Of those who responded to THUMP's survey, only 21.7 percent said they'd buy from someone they just met—a finding harm reduction expert Julie-Soleil Meeson said speaks to a greater public awareness today of the dangers of tainted substances. "I would have been surprised five years ago," said Meeson, who is the director of Quebec women's substance abuse prevention organization Elixir, and also works with non-profit harm reduction group GRIP Montreal. "But I'm happy to see now that they're concerned. It confirms they're afraid of their drugs."
Other substances survey takers reported using included cocaine, mushrooms, GHB, new psychoactive substances (MDA, MXE, 2C series), benzodiazepines (Xanax, Ativan, Klonopin), codeine, and oxycodone (OxyContin, Percocet).
While at least 2,458 Canadians died from an opioid-related overdose in 2016 according to the Public Health Agency of Canada, our results suggested that very few people use heroin and fentanyl at festivals (0.7 and 0.8 percent respectively). Additionally, where people did report using heroin at festivals, Meeson pointed out that it might be used for medical purposes to treat addiction, as opposed to recreational ones.

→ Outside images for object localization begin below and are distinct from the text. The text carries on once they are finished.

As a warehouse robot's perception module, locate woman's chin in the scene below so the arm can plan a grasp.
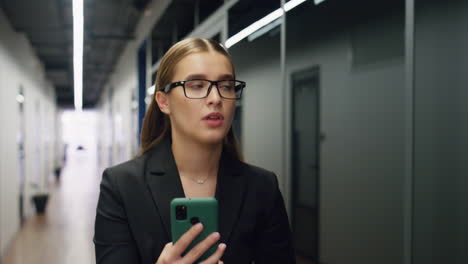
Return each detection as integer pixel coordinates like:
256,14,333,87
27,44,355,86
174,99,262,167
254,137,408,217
198,133,226,146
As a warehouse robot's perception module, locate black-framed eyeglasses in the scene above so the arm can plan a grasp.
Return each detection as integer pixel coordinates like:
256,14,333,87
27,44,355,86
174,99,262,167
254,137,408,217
163,79,246,99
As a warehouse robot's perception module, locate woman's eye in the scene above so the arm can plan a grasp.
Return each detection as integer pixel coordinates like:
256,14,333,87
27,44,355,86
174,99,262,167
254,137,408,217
220,82,234,90
188,83,204,89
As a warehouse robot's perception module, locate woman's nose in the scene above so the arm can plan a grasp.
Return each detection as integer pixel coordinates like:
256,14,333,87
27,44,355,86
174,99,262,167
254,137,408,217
206,85,222,104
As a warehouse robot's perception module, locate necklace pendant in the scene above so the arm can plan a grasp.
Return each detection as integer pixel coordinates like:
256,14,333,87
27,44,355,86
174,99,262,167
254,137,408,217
196,179,205,184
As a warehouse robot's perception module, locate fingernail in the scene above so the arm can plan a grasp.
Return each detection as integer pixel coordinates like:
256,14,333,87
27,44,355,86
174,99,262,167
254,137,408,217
194,223,203,230
211,232,220,239
219,243,226,250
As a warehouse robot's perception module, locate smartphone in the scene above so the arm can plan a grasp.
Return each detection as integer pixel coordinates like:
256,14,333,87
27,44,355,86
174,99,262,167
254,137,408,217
170,197,219,262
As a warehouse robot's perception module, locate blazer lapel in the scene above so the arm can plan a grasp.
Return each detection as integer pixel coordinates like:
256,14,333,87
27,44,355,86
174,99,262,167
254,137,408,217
145,137,185,239
215,150,246,244
144,136,247,244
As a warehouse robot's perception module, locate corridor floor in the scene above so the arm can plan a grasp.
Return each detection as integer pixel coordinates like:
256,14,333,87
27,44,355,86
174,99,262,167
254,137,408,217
1,147,100,264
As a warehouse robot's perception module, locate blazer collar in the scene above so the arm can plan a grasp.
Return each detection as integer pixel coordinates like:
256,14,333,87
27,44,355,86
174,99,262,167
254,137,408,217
144,136,246,243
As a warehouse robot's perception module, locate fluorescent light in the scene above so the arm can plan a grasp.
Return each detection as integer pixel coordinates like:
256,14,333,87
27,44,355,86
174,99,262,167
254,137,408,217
284,0,307,11
314,0,327,5
115,114,122,124
225,8,284,48
131,100,138,110
73,0,83,111
247,17,282,42
225,0,310,48
147,85,155,95
16,94,25,103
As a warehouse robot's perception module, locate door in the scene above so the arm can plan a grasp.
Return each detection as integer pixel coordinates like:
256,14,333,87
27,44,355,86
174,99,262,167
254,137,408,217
291,66,320,262
17,86,26,224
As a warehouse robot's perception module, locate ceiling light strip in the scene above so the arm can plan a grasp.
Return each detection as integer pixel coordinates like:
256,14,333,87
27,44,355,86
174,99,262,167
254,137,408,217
225,0,312,48
225,8,283,48
73,0,84,111
284,0,307,11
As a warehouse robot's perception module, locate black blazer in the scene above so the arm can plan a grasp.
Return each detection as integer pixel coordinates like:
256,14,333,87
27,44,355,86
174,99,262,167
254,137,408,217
94,137,295,264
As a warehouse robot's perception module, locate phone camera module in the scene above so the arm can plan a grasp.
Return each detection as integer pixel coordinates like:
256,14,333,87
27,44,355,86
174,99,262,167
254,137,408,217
176,205,187,220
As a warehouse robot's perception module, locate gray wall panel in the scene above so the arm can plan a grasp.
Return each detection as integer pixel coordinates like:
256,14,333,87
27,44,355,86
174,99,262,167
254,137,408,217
413,1,468,263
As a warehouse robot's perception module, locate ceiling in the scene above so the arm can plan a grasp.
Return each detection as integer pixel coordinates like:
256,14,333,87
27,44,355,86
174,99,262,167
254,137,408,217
149,0,224,66
1,0,151,108
1,0,286,108
147,0,277,70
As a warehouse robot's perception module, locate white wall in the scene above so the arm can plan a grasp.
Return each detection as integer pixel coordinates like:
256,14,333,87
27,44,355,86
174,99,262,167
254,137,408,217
110,83,136,165
97,43,140,169
96,0,173,169
0,8,57,257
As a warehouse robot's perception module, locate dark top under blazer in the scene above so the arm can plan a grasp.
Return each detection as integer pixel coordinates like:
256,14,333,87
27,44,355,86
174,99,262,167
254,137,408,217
94,137,295,264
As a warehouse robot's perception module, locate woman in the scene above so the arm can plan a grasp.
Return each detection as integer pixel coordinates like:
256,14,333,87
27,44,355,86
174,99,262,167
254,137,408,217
94,38,295,264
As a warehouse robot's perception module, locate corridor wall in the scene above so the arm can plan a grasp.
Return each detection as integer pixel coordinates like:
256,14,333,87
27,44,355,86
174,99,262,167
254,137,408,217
0,8,57,257
96,0,172,170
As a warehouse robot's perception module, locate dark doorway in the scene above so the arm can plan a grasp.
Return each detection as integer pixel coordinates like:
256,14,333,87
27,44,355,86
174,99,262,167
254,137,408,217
291,66,321,263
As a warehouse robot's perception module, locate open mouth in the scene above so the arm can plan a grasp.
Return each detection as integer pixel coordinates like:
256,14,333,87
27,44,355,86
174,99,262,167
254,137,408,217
205,116,222,120
203,112,224,120
203,112,224,127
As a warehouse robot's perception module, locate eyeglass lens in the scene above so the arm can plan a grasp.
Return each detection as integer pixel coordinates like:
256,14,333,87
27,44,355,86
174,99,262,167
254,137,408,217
184,80,242,99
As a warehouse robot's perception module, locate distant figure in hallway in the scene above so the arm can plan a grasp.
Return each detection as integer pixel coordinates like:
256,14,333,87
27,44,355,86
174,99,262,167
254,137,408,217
94,37,295,264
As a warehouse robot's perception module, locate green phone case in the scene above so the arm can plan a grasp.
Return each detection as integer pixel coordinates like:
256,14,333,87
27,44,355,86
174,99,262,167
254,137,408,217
170,197,219,263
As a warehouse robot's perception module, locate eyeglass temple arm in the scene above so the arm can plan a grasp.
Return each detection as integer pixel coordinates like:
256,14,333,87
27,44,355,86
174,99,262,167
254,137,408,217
163,81,184,93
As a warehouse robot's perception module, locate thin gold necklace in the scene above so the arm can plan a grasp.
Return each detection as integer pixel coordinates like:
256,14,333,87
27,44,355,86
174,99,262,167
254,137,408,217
195,178,208,184
184,175,210,184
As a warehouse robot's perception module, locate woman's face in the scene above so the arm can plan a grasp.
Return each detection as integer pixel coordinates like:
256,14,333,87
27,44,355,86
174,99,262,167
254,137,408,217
156,51,236,146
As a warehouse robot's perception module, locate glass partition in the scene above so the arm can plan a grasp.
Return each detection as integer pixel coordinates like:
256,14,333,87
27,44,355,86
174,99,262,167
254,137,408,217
413,0,468,263
227,1,283,179
286,0,406,263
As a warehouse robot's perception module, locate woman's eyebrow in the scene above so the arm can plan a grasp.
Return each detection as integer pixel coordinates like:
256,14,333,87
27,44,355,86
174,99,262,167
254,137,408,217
184,73,234,80
185,74,206,80
218,74,234,80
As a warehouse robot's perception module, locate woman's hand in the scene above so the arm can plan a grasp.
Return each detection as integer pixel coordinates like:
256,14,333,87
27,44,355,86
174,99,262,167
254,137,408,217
156,223,226,264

Though paying a visit to the medical tent is crucial in the event of a drug-related emergency, it would appear that many Canadians are still hesitant about using these services at festivals, likely for fear of being stigmatized or facing legal repercussions. But in May, the federal government passed the Good Samaritan Drug Overdose Act into law, which provides those who call 911 for themselves or another person in the case of an overdose immunity from simple drug possession charges. "That helps a lot," said Meeson. "People might feel more comfortable approaching paramedics since they can't be judged."

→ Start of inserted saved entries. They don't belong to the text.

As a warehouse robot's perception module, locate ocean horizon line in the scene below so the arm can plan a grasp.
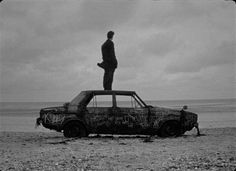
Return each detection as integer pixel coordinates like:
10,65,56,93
0,97,235,103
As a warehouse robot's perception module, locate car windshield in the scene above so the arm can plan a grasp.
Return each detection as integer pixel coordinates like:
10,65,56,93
70,91,87,105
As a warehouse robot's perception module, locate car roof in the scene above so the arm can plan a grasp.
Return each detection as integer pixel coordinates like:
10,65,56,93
82,90,136,96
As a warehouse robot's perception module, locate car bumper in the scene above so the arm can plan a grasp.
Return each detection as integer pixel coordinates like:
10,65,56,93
35,117,42,127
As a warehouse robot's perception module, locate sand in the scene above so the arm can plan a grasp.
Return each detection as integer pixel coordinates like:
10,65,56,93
0,128,235,171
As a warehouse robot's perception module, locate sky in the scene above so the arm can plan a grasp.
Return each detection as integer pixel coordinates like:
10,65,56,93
0,0,235,102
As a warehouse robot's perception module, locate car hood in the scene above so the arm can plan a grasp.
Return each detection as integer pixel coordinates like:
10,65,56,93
150,106,181,116
150,106,198,124
40,106,66,114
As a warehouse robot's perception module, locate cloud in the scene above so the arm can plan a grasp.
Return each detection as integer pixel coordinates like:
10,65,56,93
141,31,179,57
165,40,235,74
78,1,138,31
0,0,137,65
0,0,235,101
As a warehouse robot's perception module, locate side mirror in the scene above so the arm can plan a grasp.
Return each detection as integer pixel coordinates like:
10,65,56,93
182,105,188,110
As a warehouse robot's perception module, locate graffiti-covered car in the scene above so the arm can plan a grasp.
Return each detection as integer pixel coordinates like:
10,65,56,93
36,90,199,138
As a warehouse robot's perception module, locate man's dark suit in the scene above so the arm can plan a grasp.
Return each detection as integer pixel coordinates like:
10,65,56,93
101,39,117,90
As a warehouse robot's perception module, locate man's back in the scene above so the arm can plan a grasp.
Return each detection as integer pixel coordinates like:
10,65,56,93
101,39,117,69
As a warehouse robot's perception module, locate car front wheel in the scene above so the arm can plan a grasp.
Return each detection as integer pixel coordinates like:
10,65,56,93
158,120,181,137
63,122,87,138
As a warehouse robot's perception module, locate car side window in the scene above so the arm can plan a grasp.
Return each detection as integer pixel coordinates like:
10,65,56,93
87,95,113,108
116,95,142,108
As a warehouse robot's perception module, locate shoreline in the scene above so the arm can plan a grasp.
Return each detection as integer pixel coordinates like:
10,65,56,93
1,127,235,170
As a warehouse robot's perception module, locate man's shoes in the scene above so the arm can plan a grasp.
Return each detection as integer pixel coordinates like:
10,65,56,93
97,62,105,69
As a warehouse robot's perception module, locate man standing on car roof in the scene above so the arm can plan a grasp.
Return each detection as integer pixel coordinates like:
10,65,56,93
97,31,118,90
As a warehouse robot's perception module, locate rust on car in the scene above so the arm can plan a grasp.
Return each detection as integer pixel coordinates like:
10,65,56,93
36,90,199,137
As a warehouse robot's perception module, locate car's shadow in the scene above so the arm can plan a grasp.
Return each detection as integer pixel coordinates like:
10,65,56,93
42,133,207,145
44,135,149,144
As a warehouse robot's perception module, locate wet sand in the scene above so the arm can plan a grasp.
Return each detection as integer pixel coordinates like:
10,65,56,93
0,128,235,171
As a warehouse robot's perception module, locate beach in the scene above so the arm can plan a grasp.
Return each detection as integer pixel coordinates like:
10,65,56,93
1,0,235,170
0,99,235,170
0,128,236,171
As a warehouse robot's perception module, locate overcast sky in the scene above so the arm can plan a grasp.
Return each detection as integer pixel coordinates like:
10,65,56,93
0,0,235,102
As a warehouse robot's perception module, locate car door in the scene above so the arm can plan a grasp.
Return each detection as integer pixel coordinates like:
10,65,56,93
113,94,150,134
86,94,115,134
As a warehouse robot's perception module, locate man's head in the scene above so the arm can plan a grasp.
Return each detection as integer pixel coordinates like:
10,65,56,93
107,31,114,39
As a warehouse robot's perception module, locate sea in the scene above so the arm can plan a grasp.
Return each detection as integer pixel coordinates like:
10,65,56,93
0,99,235,132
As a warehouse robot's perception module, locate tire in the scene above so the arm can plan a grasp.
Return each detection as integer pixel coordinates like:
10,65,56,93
158,120,180,137
63,122,87,138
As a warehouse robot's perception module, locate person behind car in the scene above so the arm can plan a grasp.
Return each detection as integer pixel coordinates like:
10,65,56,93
97,31,118,90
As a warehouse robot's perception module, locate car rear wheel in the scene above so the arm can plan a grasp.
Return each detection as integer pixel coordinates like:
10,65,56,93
63,122,87,138
159,120,180,137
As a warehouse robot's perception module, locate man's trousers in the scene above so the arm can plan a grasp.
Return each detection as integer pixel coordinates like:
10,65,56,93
103,68,115,90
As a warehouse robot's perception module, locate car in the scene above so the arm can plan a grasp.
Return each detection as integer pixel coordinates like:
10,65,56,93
36,90,199,138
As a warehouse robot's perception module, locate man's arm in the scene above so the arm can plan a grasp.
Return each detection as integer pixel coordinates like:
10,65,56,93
110,42,116,59
109,42,117,68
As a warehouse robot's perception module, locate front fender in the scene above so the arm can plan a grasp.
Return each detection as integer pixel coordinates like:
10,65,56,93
153,114,180,130
62,118,87,130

Other forms of harm reduction practiced by concert-goers included using a buddy system, ingesting small doses of drugs, not mixing substances, using chill-out tents/areas, and drug-checking services at festivals where available.
Naloxone (also known by the brand name Narcan) works by attaching to the same brain receptors that receive heroin and other opioids, and blocking those compounds for 30 to 60 minutes to reverse the respiratory depression that can result from an opioid overdose. In Canada, these take-home kits are available at pharmacies without a prescription, and many provinces offer them for free. While not all experts agree on their effectiveness, an increasing number of venues across the nation now carry them, and provincial health services programs have stepped up their efforts to promote their use by civilians.

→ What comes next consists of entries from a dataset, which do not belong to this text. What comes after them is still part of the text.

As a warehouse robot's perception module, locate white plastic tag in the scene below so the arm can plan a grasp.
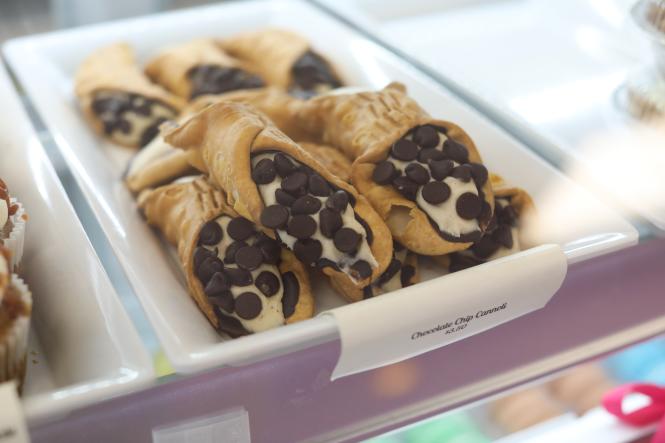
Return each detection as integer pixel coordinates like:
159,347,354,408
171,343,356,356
0,382,29,443
152,408,250,443
323,244,567,380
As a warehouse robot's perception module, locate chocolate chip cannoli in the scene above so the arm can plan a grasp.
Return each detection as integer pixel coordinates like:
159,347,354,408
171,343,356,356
75,43,185,148
138,176,314,337
164,102,393,287
297,83,495,256
145,38,264,101
297,142,353,183
220,29,343,98
437,174,536,272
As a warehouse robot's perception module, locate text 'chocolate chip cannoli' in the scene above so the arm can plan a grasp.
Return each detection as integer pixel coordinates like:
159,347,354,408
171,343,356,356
145,39,265,101
220,29,343,98
75,43,185,148
138,177,313,337
164,102,393,287
437,174,536,272
297,83,495,256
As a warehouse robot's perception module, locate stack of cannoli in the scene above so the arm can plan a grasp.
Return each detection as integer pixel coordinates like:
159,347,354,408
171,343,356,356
75,30,537,339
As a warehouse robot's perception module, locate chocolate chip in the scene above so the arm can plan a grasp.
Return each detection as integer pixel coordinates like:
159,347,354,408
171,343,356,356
377,258,402,286
480,201,493,225
456,193,483,220
493,225,514,249
405,163,430,185
261,204,289,229
393,241,405,252
469,163,488,187
350,260,372,280
235,245,263,271
193,246,216,270
392,176,418,201
291,195,322,215
208,289,235,313
498,204,518,226
472,236,500,259
256,271,280,297
309,174,331,197
255,235,281,265
198,220,223,245
215,310,250,338
356,215,374,245
333,228,361,253
363,286,374,299
418,148,445,163
281,272,300,318
291,51,341,94
316,258,340,271
294,239,322,264
187,65,264,99
252,158,276,184
235,292,262,320
275,189,296,206
287,215,317,239
422,181,451,205
451,165,472,182
204,271,231,297
413,125,439,148
372,161,397,185
449,254,482,273
391,139,419,161
196,256,224,285
400,265,416,287
429,159,455,181
443,139,469,163
227,217,255,241
274,153,297,177
326,190,349,212
281,171,308,194
226,267,253,286
140,117,167,147
319,208,342,238
224,241,246,264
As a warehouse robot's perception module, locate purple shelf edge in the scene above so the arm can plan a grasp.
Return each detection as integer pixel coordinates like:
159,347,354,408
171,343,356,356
31,238,665,443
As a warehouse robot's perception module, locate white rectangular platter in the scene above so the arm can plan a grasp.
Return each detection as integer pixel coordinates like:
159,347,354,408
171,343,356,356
0,65,153,424
3,0,637,375
319,0,665,228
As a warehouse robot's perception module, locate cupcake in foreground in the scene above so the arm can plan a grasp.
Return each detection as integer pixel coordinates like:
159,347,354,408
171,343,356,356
0,179,26,271
0,247,32,391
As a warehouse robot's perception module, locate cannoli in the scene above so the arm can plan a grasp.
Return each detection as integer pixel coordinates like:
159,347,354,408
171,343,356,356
220,29,342,98
75,43,185,148
138,176,313,337
297,83,494,256
164,102,393,287
145,38,264,100
187,87,314,142
330,242,419,302
298,142,353,183
437,174,536,272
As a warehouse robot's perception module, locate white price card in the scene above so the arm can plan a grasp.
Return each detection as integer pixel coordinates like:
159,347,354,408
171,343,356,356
0,382,29,443
323,244,567,380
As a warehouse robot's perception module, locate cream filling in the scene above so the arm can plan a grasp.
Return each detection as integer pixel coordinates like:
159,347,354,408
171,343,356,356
127,132,176,177
111,105,174,146
201,216,285,333
0,200,7,231
391,131,480,237
252,153,378,281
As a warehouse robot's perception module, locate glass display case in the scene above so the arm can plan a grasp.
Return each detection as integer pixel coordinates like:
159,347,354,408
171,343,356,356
0,1,663,442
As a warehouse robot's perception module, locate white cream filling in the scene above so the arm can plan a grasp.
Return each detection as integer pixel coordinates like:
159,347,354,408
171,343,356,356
0,200,7,230
391,132,480,237
201,216,285,333
252,153,378,281
127,132,176,177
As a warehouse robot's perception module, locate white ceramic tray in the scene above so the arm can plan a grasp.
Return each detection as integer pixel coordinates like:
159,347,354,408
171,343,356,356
0,65,153,424
3,0,637,375
318,0,665,229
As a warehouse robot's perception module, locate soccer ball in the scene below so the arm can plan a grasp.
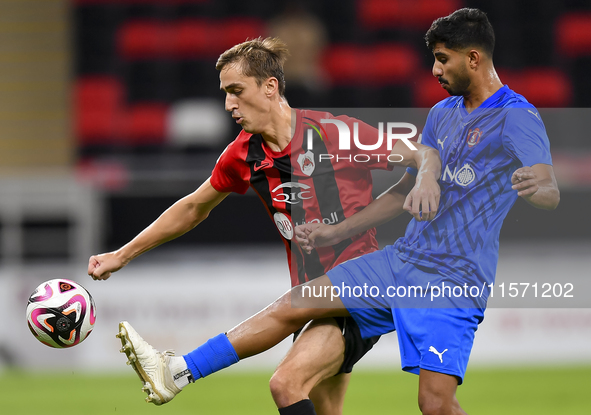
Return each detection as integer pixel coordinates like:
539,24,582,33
26,279,96,348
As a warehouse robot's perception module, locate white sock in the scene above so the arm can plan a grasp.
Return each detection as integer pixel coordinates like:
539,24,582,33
168,355,193,389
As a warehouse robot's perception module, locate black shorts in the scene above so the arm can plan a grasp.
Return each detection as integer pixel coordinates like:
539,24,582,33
293,316,380,374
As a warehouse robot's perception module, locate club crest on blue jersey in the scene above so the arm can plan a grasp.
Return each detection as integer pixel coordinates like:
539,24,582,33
466,128,483,148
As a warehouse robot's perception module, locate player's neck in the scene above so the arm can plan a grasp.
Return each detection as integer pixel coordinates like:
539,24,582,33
463,66,503,112
260,99,293,152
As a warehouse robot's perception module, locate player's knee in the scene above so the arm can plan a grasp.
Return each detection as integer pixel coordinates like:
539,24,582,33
269,368,302,407
418,393,454,415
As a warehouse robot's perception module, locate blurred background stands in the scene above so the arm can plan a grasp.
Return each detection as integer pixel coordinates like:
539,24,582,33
0,0,590,262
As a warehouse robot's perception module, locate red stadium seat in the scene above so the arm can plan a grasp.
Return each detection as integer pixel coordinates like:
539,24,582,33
122,103,168,143
75,76,123,110
323,43,419,86
118,21,173,60
503,68,573,107
555,13,591,58
359,0,463,29
172,19,216,58
74,76,124,143
323,45,363,85
368,44,419,84
119,18,265,59
496,68,520,92
219,18,266,51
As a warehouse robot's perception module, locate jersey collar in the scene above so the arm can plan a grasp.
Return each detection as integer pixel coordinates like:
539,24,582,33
459,85,510,120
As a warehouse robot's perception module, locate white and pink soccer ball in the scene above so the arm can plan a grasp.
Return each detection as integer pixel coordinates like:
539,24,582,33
26,279,96,348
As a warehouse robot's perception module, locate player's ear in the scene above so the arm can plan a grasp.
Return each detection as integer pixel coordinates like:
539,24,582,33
264,77,279,97
467,49,480,70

A staggering majority of survey takers told THUMP that they'd take advantage of substance checking at festivals if those services were available. Other suggestions given to improve their concert-going experiences included "amnesty bins" (containers where drugs can anonymously be dropped off before entering festivals), designated areas for doing drugs, free water/extra refill stations, and less aggressive, gender-equal security.
While GRIP Montreal and others are putting continued pressure on festivals to offer testing services, there are currently no provincial or federal laws mandating it. Canadian courts have yet to make a definitive ruling on whether workers or volunteers at these stations can be held criminally responsible for aiding or abetting possession, though most organizations that practice drug checking do not touch substances themselves as a precautionary measure.
"We have to create a context where [festivals] are criminally negligent if they don't have these services there—we're kind of in the opposite [position] right now, where they're seen as negligent if they do have them there since they are so-called 'encouraging' drug use," said MacPherson. "There should be a baseline all festivals have to put in place, just as they have to [in order to get a permit] with washrooms or water or food."